Micro-libs (httpserver, httpmw, logz, etc.) need to emit spans, metrics, or log records. They must not carry SDK dependencies. The question is how to connect API calls in libraries to the real SDK without importing SDK packages from libraries.
The two main strategies are:
1. **Explicit injection** — each library accepts a `TracerProvider`, `MeterProvider`, or `LoggerProvider` as a constructor argument, and the application injects the real SDK provider.
2. **Global provider** — libraries call `otel.Tracer(...)` / `otel.Meter(...)` / `global.Logger(...)` which consult the process-wide global provider. The application sets that global once at startup.
## Decision
Use the **OTel global provider** strategy. Micro-libs obtain tracers, meters, and loggers from the OTel global API. `telemetry.New(...)` sets all three globals:
```go
otel.SetTracerProvider(tp) // traces
otel.SetMeterProvider(mp) // metrics
global.SetLoggerProvider(lp) // logs (go.opentelemetry.io/otel/log/global)
```
This means:
- Libraries have zero SDK dependency. They only import `go.opentelemetry.io/otel` (and sub-packages for metric/log API).
- Before `telemetry.New` is called, all OTel calls in libraries are no-ops — correct behavior in unit tests and in applications that don't use telemetry.
- After `telemetry.New` is called, all OTel calls in libraries automatically route to the real OTLP exporters with no code change required in the libraries.
Explicit injection was considered but rejected because:
- It forces every library constructor to accept provider arguments even when the application doesn't use telemetry.
- It makes the calling code more verbose (every `New(logger, cfg, tracerProvider, meterProvider, ...)`) without clear benefit in a single-process application.
- The global approach is the design intent of the OTel Go project for application-level bootstrap.
## Consequences
- The global providers are process-global mutable state. Tests that call `telemetry.New` will affect other tests running in the same process if tests run in parallel. The test suite uses a fake collector and short shutdown timeouts to mitigate this.

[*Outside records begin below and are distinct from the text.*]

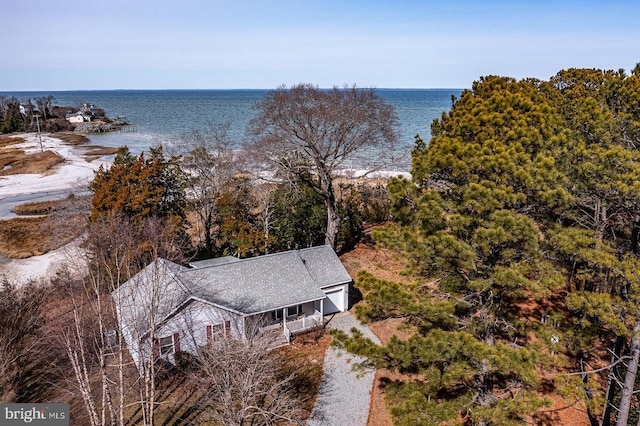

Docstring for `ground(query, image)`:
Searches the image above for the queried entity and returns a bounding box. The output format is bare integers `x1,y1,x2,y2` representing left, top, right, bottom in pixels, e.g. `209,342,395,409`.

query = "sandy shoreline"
0,133,111,285
0,133,110,203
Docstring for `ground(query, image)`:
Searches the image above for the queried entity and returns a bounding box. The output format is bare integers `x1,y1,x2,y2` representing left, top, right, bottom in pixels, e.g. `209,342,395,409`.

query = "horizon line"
0,86,469,93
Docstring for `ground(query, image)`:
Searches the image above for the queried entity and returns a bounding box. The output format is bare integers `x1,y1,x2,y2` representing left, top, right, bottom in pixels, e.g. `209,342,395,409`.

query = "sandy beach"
0,133,109,203
0,133,110,284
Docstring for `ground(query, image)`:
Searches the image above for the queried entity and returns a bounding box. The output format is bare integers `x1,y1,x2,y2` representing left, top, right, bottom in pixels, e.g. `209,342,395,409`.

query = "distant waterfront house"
112,246,352,370
65,111,91,123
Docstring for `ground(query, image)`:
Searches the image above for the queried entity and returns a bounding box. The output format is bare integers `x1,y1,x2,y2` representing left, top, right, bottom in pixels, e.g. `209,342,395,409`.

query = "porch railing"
284,311,322,342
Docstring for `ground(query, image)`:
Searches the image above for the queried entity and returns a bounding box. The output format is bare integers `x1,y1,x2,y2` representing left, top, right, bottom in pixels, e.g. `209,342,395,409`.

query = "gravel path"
307,312,380,426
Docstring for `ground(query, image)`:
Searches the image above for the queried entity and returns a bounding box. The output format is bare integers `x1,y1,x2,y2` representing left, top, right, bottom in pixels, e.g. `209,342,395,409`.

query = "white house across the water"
112,246,352,369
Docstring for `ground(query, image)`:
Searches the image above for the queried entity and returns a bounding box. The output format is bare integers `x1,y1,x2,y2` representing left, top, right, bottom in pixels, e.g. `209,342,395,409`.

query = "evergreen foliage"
336,65,640,425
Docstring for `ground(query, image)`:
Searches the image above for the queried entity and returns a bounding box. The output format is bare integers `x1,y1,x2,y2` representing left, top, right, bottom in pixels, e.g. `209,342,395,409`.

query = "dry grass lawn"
0,148,64,176
0,197,88,259
51,132,89,145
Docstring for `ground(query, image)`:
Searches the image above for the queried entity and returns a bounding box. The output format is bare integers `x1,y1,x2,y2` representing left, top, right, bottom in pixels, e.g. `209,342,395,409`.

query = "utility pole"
35,114,44,152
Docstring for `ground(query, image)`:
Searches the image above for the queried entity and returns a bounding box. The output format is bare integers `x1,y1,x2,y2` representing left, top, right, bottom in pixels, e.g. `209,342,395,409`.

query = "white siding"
156,301,244,362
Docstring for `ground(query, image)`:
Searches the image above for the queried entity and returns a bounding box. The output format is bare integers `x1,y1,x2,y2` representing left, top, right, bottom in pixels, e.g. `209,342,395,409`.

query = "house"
65,111,91,123
112,246,352,371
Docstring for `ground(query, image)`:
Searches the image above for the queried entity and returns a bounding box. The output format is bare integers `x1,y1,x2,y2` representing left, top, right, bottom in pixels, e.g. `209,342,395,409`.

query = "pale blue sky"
0,0,640,91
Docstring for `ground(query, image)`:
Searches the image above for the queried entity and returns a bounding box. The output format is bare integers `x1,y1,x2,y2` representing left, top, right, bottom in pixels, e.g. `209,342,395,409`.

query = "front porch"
260,303,324,346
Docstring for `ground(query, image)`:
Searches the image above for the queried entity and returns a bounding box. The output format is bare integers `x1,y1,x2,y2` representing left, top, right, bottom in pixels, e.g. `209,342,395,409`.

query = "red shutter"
173,333,180,353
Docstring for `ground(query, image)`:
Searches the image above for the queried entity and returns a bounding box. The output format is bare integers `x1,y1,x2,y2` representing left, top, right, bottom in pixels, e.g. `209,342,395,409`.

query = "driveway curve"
307,312,380,426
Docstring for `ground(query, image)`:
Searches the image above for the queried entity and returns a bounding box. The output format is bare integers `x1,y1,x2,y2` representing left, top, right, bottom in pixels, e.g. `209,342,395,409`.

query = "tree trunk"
602,336,624,426
631,215,640,254
324,197,340,250
616,323,640,426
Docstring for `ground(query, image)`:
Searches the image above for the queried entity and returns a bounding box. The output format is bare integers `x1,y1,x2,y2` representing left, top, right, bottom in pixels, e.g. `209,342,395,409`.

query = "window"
158,336,174,356
287,305,302,317
207,324,224,342
271,305,302,321
271,309,282,321
207,321,231,343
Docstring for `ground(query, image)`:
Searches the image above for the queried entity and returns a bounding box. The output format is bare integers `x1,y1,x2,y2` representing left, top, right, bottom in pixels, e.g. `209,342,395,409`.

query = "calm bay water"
0,89,461,170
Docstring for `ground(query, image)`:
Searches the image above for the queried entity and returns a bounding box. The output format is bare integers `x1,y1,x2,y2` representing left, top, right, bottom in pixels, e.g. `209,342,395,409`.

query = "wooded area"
0,65,640,426
336,67,640,425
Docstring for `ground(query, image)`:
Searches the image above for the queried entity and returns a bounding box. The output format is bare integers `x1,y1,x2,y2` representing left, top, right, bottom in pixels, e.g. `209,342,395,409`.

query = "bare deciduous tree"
172,123,238,255
247,84,398,247
193,335,308,426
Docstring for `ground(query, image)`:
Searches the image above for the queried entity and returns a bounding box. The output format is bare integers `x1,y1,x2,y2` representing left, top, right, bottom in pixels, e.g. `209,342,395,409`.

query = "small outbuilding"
112,246,352,369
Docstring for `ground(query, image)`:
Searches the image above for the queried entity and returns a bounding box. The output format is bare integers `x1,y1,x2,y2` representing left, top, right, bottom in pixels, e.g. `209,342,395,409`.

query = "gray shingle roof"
113,246,351,332
298,246,351,288
189,256,240,268
180,251,325,314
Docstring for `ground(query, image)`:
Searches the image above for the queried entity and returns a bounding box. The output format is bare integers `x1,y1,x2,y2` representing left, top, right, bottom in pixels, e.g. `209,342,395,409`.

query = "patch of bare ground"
0,197,88,259
0,147,64,176
51,132,118,162
51,132,89,145
340,230,592,426
340,236,411,426
0,135,24,148
80,146,118,162
279,329,331,414
0,217,50,259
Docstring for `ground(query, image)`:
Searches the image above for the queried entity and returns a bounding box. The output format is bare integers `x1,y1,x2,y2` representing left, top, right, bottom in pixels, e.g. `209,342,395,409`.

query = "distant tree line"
0,95,73,133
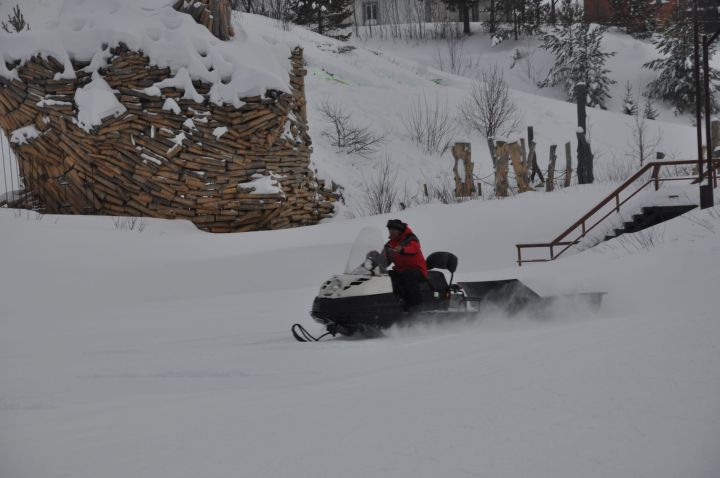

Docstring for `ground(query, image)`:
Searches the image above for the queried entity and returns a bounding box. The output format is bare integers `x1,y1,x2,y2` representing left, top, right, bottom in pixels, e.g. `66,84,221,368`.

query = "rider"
384,219,427,312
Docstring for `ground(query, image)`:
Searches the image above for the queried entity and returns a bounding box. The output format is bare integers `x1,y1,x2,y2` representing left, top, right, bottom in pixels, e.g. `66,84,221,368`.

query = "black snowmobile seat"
425,252,457,293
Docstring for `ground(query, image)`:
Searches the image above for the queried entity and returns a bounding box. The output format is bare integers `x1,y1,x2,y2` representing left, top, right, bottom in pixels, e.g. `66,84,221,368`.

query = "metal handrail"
515,159,720,266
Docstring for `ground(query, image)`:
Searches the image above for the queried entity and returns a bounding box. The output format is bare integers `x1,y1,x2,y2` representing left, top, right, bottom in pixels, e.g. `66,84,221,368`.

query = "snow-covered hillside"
0,4,720,478
0,0,708,211
0,195,720,478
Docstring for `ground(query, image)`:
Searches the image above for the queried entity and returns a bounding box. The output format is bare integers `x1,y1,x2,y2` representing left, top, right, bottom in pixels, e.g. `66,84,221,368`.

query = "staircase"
605,204,697,241
515,159,720,266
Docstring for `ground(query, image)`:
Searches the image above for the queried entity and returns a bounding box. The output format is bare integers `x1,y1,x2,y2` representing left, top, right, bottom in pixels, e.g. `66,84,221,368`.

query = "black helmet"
387,219,407,232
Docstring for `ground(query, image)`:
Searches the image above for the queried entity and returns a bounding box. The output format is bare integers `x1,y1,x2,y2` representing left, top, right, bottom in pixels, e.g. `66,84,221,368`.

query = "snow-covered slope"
0,9,720,478
0,0,696,210
0,197,720,478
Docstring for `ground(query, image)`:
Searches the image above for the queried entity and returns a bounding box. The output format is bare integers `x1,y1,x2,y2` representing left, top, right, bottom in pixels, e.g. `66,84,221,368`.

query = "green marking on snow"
313,70,350,85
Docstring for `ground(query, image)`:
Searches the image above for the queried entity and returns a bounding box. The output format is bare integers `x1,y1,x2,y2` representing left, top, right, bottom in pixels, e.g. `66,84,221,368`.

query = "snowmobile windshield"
345,227,387,275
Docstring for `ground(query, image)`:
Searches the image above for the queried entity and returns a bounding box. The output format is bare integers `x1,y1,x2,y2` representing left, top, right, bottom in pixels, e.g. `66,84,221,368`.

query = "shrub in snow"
459,65,520,145
435,32,468,76
2,5,30,33
643,97,658,120
609,0,660,38
623,81,637,116
320,100,386,157
402,95,455,154
291,0,355,40
538,4,615,109
628,98,660,166
348,157,399,217
643,13,720,114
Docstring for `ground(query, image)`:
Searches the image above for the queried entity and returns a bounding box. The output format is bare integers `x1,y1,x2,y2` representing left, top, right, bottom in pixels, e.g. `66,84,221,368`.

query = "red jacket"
385,226,427,277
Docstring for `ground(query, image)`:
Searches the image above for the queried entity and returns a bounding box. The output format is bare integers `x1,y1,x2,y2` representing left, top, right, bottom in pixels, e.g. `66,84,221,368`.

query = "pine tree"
2,5,30,33
643,13,720,113
623,81,638,116
610,0,660,38
292,0,355,39
442,0,475,35
538,1,615,109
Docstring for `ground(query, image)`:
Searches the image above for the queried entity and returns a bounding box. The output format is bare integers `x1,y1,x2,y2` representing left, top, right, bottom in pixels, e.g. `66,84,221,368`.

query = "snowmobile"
292,227,605,342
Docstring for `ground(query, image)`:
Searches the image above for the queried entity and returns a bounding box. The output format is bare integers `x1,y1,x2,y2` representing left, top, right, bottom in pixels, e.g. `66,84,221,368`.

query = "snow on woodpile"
0,0,334,232
0,0,290,106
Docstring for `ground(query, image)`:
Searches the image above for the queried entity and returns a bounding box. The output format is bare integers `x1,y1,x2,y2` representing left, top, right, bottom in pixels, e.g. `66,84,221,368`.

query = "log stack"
0,45,337,232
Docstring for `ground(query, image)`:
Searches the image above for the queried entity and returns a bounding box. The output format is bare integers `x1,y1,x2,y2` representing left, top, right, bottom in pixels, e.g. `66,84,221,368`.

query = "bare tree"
320,100,387,157
435,24,467,75
402,94,455,154
460,65,520,143
264,0,293,31
628,99,660,167
348,156,399,217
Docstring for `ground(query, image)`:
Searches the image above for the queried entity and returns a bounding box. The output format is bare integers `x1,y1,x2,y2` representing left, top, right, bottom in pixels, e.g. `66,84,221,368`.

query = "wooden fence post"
507,142,531,193
452,143,475,197
575,82,595,184
545,144,557,192
495,141,509,198
564,141,572,187
528,126,545,187
488,138,497,169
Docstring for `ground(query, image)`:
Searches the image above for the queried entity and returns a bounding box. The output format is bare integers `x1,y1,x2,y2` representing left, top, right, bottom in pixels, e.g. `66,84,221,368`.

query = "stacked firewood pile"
0,45,337,232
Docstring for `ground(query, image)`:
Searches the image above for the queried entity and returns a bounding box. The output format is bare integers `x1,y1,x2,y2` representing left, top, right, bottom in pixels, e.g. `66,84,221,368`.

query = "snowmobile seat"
425,252,457,293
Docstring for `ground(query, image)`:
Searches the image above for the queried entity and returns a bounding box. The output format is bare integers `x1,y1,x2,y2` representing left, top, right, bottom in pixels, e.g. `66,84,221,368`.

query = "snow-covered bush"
402,95,455,154
292,0,354,40
349,157,400,217
459,65,520,144
623,81,637,116
643,13,720,113
538,4,615,109
609,0,660,38
435,31,468,76
320,100,387,157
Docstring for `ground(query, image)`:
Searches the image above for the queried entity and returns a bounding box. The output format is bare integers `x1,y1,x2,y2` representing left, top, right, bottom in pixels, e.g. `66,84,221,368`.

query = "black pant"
389,269,425,310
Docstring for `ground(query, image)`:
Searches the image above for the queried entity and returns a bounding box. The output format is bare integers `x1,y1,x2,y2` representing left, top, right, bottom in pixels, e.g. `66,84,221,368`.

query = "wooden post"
495,141,510,198
451,143,475,197
528,126,545,187
520,137,532,165
564,141,572,187
545,144,557,192
507,142,530,193
575,82,594,184
488,138,497,169
710,120,720,158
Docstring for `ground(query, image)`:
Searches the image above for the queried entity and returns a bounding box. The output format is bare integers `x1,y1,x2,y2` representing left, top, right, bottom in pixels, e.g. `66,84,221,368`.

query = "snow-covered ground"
0,0,720,478
0,0,708,209
0,195,720,478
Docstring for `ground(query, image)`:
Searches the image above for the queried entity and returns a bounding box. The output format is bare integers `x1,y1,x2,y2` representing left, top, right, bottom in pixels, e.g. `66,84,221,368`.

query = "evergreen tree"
2,5,30,33
609,0,660,38
442,0,475,35
292,0,355,39
643,13,720,113
538,0,615,109
623,81,637,116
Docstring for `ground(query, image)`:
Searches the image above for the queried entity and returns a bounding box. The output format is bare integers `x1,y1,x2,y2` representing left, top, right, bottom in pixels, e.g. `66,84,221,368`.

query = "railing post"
653,164,660,191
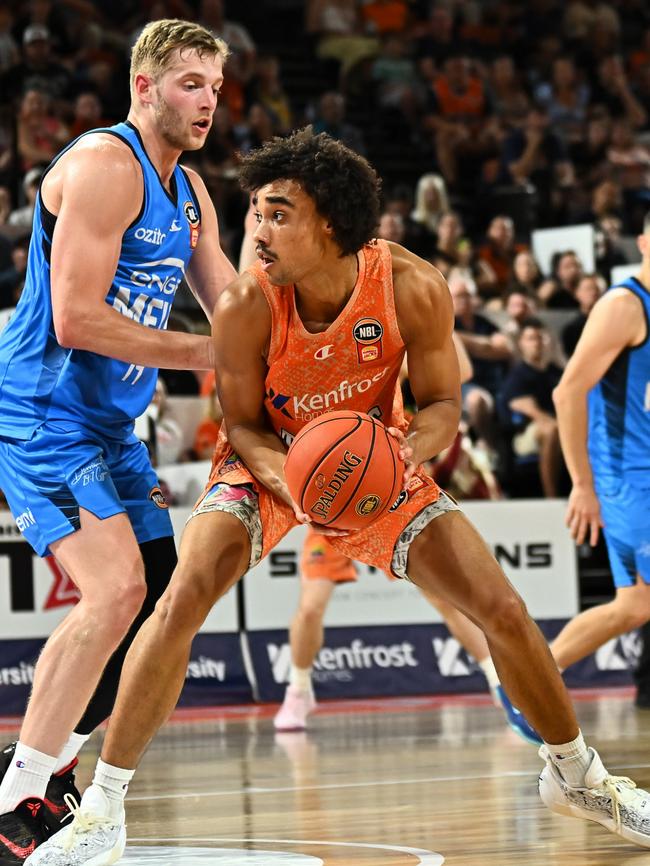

- If a library is used in a context where the global provider has not been set (e.g., a library test), all OTel calls are no-ops. This is correct and expected.
- Applications that use multiple `telemetry.New` calls (e.g., a misconfigured init) will overwrite the globals. Only one call to `telemetry.New` should occur per process.
- The `go.opentelemetry.io/otel/log/global` package is a separate import from `go.opentelemetry.io/otel` because the log signal API was stabilized later. Libraries using the log API must import the `log/global` sub-package for `global.SetLoggerProvider`.